Pienaar Elsje, Sarathy Jansy, Prideaux Brendan, Dietzold Jillian, Dartois Véronique, Kirschner Denise E, Linderman Jennifer J
Department of Chemical Engineering, University of Michigan, Ann Arbor, Michigan, United States of America.
Department of Microbiology and Immunology, University of Michigan Medical School, Ann Arbor, Michigan, United States of America.
PLoS Comput Biol. 2017 Aug 17;13(8):e1005650. doi: 10.1371/journal.pcbi.1005650. eCollection 2017 Aug.
Granulomas are complex lung lesions that are the hallmark of tuberculosis (TB). Understanding antibiotic dynamics within lung granulomas will be vital to improving and shortening the long course of TB treatment. Three fluoroquinolones (FQs) are commonly prescribed as part of multi-drug resistant TB therapy: moxifloxacin (MXF), levofloxacin (LVX) or gatifloxacin (GFX). To date, insufficient data are available to support selection of one FQ over another, or to show that these drugs are clinically equivalent. To predict the efficacy of MXF, LVX and GFX at a single granuloma level, we integrate computational modeling with experimental datasets into a single mechanistic framework, GranSim. GranSim is a hybrid agent-based computational model that simulates granuloma formation and function, FQ plasma and tissue pharmacokinetics and pharmacodynamics and is based on extensive in vitro and in vivo data. We treat in silico granulomas with recommended daily doses of each FQ and compare efficacy by multiple metrics: bacterial load, sterilization rates, early bactericidal activity and efficacy under non-compliance and treatment interruption. GranSim reproduces in vivo plasma pharmacokinetics, spatial and temporal tissue pharmacokinetics and in vitro pharmacodynamics of these FQs. We predict that MXF kills intracellular bacteria more quickly than LVX and GFX due in part to a higher cellular accumulation ratio. We also show that all three FQs struggle to sterilize non-replicating bacteria residing in caseum. This is due to modest drug concentrations inside caseum and high inhibitory concentrations for this bacterial subpopulation. MXF and LVX have higher granuloma sterilization rates compared to GFX; and MXF performs better in a simulated non-compliance or treatment interruption scenario. We conclude that MXF has a small but potentially clinically significant advantage over LVX, as well as LVX over GFX. We illustrate how a systems pharmacology approach combining experimental and computational methods can guide antibiotic selection for TB.
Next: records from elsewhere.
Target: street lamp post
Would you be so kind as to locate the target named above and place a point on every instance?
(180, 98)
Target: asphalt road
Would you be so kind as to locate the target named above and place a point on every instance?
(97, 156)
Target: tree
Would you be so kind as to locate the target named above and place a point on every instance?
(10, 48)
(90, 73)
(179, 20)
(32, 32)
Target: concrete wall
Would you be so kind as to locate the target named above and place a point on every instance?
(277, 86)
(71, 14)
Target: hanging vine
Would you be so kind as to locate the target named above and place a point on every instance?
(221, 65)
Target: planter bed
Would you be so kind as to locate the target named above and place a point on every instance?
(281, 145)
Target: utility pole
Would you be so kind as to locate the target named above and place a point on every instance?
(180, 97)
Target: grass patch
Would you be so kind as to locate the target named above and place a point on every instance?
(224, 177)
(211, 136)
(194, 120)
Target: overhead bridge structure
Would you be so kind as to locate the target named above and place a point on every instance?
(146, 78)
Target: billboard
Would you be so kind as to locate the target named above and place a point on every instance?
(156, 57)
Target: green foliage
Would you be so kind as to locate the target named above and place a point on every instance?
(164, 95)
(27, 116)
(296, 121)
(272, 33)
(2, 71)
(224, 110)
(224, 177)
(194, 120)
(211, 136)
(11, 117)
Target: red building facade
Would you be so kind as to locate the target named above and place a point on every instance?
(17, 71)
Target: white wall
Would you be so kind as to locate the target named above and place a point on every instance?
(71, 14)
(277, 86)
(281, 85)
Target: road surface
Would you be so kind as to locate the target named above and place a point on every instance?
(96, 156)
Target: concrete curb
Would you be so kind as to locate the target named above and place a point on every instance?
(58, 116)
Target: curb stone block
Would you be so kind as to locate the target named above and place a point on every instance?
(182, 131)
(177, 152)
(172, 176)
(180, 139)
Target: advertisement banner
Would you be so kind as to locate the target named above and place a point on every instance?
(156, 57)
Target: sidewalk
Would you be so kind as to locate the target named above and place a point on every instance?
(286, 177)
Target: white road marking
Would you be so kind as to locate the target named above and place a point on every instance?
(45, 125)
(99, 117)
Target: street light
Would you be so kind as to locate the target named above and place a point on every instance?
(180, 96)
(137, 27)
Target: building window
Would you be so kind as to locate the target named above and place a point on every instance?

肉芽肿是复杂的肺部病变,是结核病(TB)的标志。了解肺部肉芽肿内的抗生素动态对于改善和缩短漫长的结核病治疗疗程至关重要。三种氟喹诺酮类药物(FQs)通常作为耐多药结核病治疗的一部分被开具处方:莫西沙星(MXF)、左氧氟沙星(LVX)或加替沙星(GFX)。迄今为止,尚无足够的数据支持选择一种氟喹诺酮类药物而非另一种,也无法表明这些药物在临床上是等效的。为了预测MXF、LVX和GFX在单个肉芽肿水平上的疗效,我们将计算建模与实验数据集整合到一个单一的机制框架GranSim中。GranSim是一种基于混合智能体的计算模型,可模拟肉芽肿的形成和功能、氟喹诺酮类药物的血浆和组织药代动力学及药效学,且基于广泛的体外和体内数据。我们用每种氟喹诺酮类药物的推荐日剂量对虚拟肉芽肿进行处理,并通过多种指标比较疗效:细菌载量、杀菌率、早期杀菌活性以及在不依从和治疗中断情况下的疗效。GranSim再现了这些氟喹诺酮类药物的体内血浆药代动力学、时空组织药代动力学和体外药效学。我们预测,MXF比LVX和GFX更快地杀死细胞内细菌,部分原因是其细胞蓄积率更高。我们还表明,所有三种氟喹诺酮类药物都难以杀灭存在于干酪样物质中的非复制细菌。这是由于干酪样物质内的药物浓度适中,而该细菌亚群的抑制浓度较高。与GFX相比,MXF和LVX具有更高的肉芽肿杀菌率;并且在模拟的不依从或治疗中断情况下,MXF表现更好。我们得出结论,MXF相对于LVX有微小但可能具有临床意义的优势,LVX相对于GFX也是如此。我们说明了一种结合实验和计算方法的系统药理学方法如何能够指导结核病的抗生素选择。